DARPA Aims to Cut Time to Develop Weapons Systems by 80 Percent

The Defense Advanced Research Projects Agency (DARPA) has been brainstorming on ways to reduce overhead, cut spending, and close the gap on the delivery of its weapons systems and defense products. 

In the process of brainstorming, DARPA researchers looked to the IT industry for ideas.  What they found was a framework that may help them to drastically reduce the timetable for the development of weapons systems, from 10 years down to two.

Lt. Col. Nathan Wiedenman, the agency’s Advanced Vehicle Make’s deputy program manager, explained to Federal News Radio both why weapons systems development programs tend to exceed their budget and why they take so long to complete. 

The reason, he explained, was they (vehicles, defense products, etc.) have to be close to fully assembled before designers can see whether they work properly.

“So how do we currently design these big, complex systems? We do it the same way we’ve been doing it for over 50 years,” he said in an interview with Federal News Radio. “We break down the systems we need, typically along engineering disciplinary lines. This is a power system; this is a thermal system; this is a drive system, for example. And we make sure that all the parts are the best possible for their individual tasks. And then we put it all together, and we build it. After we build it, we test it to see if it works the way we expected. And of course, invariably, it doesn’t, so we have to go back and redesign, rebuild, retest and so on. That takes a lot of time and a lot of money to iterate like this.”

Obviously, in today’s high-tech business environment this trial-and-error-type operating model is antiquated.   Hence, DARPA’s desire to shift to a “correct-by-construction” operating model, which allows contractors and builders to forgo constructing a prototype and a bunch of successive test models.  Instead, a product or vehicle works the way it should the first time it comes off the assembly line. 

“We’ve taken our inspiration from the integrated circuit industry, which went through this same sort of transformation about 30 years ago by building a set of design tools in the integrated circuit world called electronic design automation,” he said in the interview.  “Integrated circuit designers were able to create these kinds of correct-by-construction designs, helping to maintain a 24-to-36-month product cycle that has really helped to sustain the massive growth in that industry ever since.”

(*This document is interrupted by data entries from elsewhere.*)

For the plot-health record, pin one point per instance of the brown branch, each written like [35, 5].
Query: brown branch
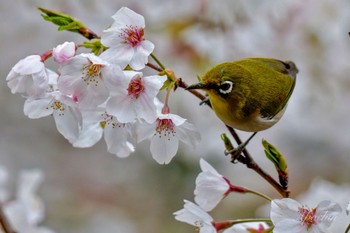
[245, 156]
[157, 68]
[88, 34]
[5, 225]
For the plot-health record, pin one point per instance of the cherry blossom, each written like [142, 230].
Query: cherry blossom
[165, 134]
[251, 227]
[133, 96]
[82, 77]
[28, 76]
[63, 52]
[27, 210]
[99, 123]
[194, 215]
[63, 108]
[289, 215]
[211, 187]
[125, 39]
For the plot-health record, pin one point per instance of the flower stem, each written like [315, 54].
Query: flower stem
[258, 194]
[5, 225]
[245, 156]
[157, 61]
[348, 228]
[238, 221]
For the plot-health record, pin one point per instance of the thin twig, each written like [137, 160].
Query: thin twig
[5, 225]
[150, 65]
[246, 158]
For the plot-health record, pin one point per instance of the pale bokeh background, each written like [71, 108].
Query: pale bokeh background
[89, 190]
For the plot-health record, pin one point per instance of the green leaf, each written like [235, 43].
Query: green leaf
[63, 21]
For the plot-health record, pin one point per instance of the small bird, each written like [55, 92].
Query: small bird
[249, 94]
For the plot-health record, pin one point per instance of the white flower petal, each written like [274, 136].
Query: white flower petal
[206, 167]
[210, 190]
[164, 148]
[191, 214]
[144, 131]
[141, 54]
[146, 109]
[116, 140]
[188, 134]
[119, 55]
[29, 65]
[37, 108]
[68, 123]
[122, 107]
[285, 208]
[91, 131]
[289, 225]
[124, 17]
[63, 52]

This new system of operating is called iFAB, or Instant Foundry Adaptive through Bits.  Software tools and technology would help to design a product based upon a project’s requirements in addition to providing key, extrapolative information that would help designers and builders address issues before they became major problems down the road.  

To test the iFAB model, DARPA has partnered with the U.S. Marine Corps.  The first product to be designed under the new system will be an Expeditionary Fighting Vehicle (EFV), one that takes Marines from the “ship to the shore, and then moves on land like a tank.”

Prior to the partnership with DARPA and the Marines, the Pentagon had spent approximately $3 billion into developing a new EFV.  The cost overruns of the program became so high that Former Defense Secretary Robert Gates suggested shutting down the EFV program. 

But with iFAB framework in place, DARPA hopes to deliver the EFV that the Marines have been yearning for in a timely and cost-efficient manner.

“Using the Marine Corps amphibious combat vehicle requirements set, we will run a series of design challenges, reach out to a broad crowd of people with design expertise,” Wiedenman said. “These challenges will increase in complexity until we design a full ACV, a full amphibious combat vehicle, and then we will build it in the iFAB foundry.”

Paul Eremenko, the project manager for the DARPA effort, also commented on the plans to build an EFV for the Marines. 

“We are going to build a vehicle — we’re going to build a vehicle to the [Marine Corps’] requirement set,” Eremenko told Federal News Radio. “And part of our agreement is that they will consider it as part of their decision for moving forward in the program, as part of their low-rate initial production decision, as well as perhaps the long-term full-rate production decision for the (Amphibious Combat Vehicle).”